KCK Yürütme Konseyi Eş Başkanı Cemil Bayık, AKP hükümetinin ateşkes konusunda hiçbir adım atmadığını ileri sürerek, “Türkiye'nin hiç bir zaman ateşkes kurallarına uymadı” dedi. 2.5 yıl önce ateşkesi sağlatan kişinin Abdullah Öcalan olduğunu savunan Bayık, “Eğer bu önderlik üzerinde ağır tecrit varsa, başmüzakereci olarak bu görevini yerine getirecek koşullar yoksa zaten ateşkes yok demektir” ifadelerini kullandı. Cemil Bayık ‘İmralı tecridinin’ savaş nedeni olduğunu savundu.

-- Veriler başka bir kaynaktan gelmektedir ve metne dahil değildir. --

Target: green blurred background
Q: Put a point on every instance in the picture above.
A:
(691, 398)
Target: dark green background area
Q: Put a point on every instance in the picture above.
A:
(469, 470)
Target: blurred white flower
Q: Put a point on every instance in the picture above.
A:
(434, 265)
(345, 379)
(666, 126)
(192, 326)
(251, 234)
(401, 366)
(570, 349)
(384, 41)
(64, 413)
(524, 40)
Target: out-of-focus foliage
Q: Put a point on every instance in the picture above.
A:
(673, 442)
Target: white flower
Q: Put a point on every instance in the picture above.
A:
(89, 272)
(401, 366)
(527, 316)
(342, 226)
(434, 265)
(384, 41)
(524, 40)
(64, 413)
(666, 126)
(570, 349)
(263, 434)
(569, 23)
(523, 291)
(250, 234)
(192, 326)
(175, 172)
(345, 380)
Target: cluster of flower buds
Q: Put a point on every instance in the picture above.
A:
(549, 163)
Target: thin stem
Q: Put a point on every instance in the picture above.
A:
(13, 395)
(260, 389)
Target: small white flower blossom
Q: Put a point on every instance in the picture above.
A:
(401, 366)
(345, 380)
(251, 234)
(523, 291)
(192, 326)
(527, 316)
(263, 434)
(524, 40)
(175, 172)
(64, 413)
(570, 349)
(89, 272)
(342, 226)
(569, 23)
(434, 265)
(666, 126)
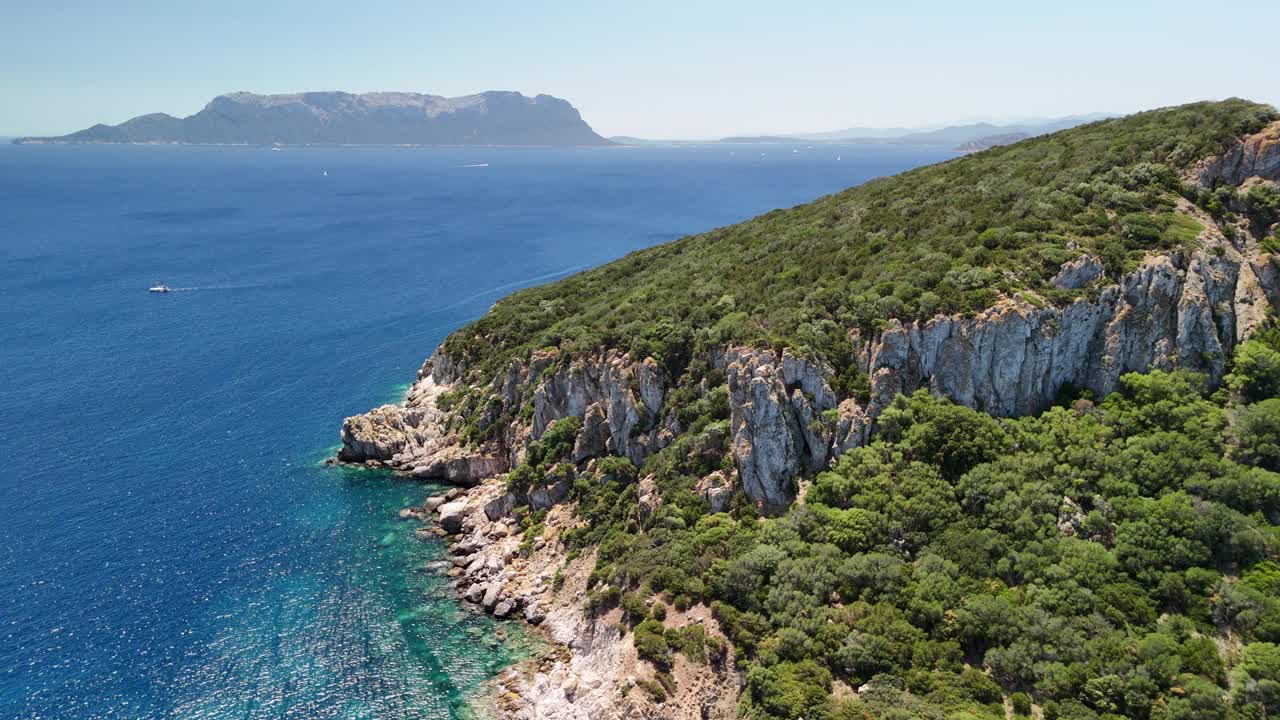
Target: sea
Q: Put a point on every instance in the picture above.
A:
(172, 545)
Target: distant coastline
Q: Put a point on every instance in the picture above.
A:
(330, 118)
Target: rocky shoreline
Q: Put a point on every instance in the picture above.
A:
(592, 670)
(1179, 309)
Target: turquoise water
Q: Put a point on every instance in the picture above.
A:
(172, 546)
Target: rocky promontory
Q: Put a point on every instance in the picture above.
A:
(768, 417)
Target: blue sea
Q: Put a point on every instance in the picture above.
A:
(170, 545)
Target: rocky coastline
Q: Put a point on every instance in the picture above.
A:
(1183, 309)
(592, 669)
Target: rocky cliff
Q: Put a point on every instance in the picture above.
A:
(1184, 308)
(1175, 310)
(342, 118)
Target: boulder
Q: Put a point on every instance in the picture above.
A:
(452, 514)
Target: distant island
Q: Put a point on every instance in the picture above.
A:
(343, 118)
(961, 137)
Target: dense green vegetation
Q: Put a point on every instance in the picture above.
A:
(1110, 557)
(945, 238)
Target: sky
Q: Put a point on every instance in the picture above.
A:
(656, 68)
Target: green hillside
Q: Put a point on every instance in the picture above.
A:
(944, 238)
(1110, 557)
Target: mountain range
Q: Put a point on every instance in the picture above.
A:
(343, 118)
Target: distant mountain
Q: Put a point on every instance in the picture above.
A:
(748, 139)
(342, 118)
(951, 135)
(991, 141)
(863, 133)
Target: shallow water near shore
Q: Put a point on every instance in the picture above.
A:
(173, 546)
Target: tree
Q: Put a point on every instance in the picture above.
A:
(1256, 434)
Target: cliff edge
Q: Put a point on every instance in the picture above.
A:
(1161, 260)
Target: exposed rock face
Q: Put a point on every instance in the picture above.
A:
(595, 680)
(373, 118)
(1173, 311)
(1253, 156)
(776, 402)
(1176, 310)
(1078, 273)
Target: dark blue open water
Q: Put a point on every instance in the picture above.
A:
(169, 545)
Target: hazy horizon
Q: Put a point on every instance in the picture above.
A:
(676, 72)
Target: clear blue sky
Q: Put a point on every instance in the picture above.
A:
(652, 68)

Kürtçe yayımlanan Azadiya Welat gazetesinde yazan Cemil Bayık, ateşkes ile ilgili değerlendirmelerde bulundu. Türkiye'nin hiç bir zaman ateşkes kurallarına uymadığını, daha ilk günden 'kalekol' yapımlarını hızlandırılarak niyetini ortaya konulduğunu öne süren Bayık yazısında şunları söyledi:
"Özgürlük Hareketi, ateşkese 2.5 yıl uyulmadığı halde sabırlı davranarak, Kürt sorununa çözüm için Türk devletine adım atma fırsatı tanımıştır. Ancak AKP Hükümeti bu ortamda ciddi hiçbir adım atmamıştır. 2.5 yıl önce ateşkesi sağlatan kişi Abdullah Öcalan'dır. Eğer bu önderlik üzerinde ağır tecrit varsa, başmüzakereci olarak bu görevini yerine getirecek koşullar yoksa zaten ateşkes yok demektir. Ateşkesi sağlatan başmüzakereci üzerinde ağır tecrit ve psikolojik savaş uygulanacak, ondan sonra da ateşkesten söz edilecek! Kaldı ki Kürt Özgürlük Hareketi defalarca AKP Hükümetinin ateşkesi bitirdiğini, AKP'nin uygulamalarını da gözler önüne sererek ilan etmiştir. Ortada ateşkes diye bir şey kalmamıştır. Eğer şimdiye kadar ciddi bir savaş olmamışsa, bunun nedeni, Özgürlük Hareketi'nin halklarımıza karşı duyduğu sorumluluktur; Bu çerçevede Türk devletine ve AKP Hükümetine çözüm için şans tanımasıdır. Kürt Özgürlük Hareketi, Önder Apo'nun İmralı'da yürüttüğü diyalogların müzakereye evrilmesini sağlamak için, AKP'nin süreklileşen saldırılarına ve hiçbir ateşkes kuralına uymamasına rağmen çatışmasızlığı sürdürmüştür. Kuşkusuz Kürt Özgürlük Hareketi çatışmasızlığı sürdürürken büyük bir zorlanma yaşamıştır. AKP Hükümeti Hareketimizin tutumunu istismar ederek bir savaş hazırlığı yapmıştır. Buna rağmen Özgürlük Hareketi'nin sabrı ve Önder Apo'nun çabasıyla Dolmabahçe mutabakatı gerçekleşmiştir. Önderliğimizin çabaları, Hareketimizin sabrı ve tek taraflı fedakârlıkları bu durumu yaratmada belirleyici rol oynamıştır. Ancak AKP'nin lideri Tayyip Erdoğan kendini hükümet yerine koyarak, hatta başkan olmadan başkan gibi davranarak 'taraf da yok, müzakere de yok, masa da yok, Kürt sorunu da yok' deyip tüm çabaları anlamsız hale getirmiştir. Ateşkesi de anlamsız hale getirerek tam anlamıyla bitirmiştir. Önceden de yok saydığı ve bitirdiği ateşkesi neredeyse dirilmemecesine yere gömmüştür."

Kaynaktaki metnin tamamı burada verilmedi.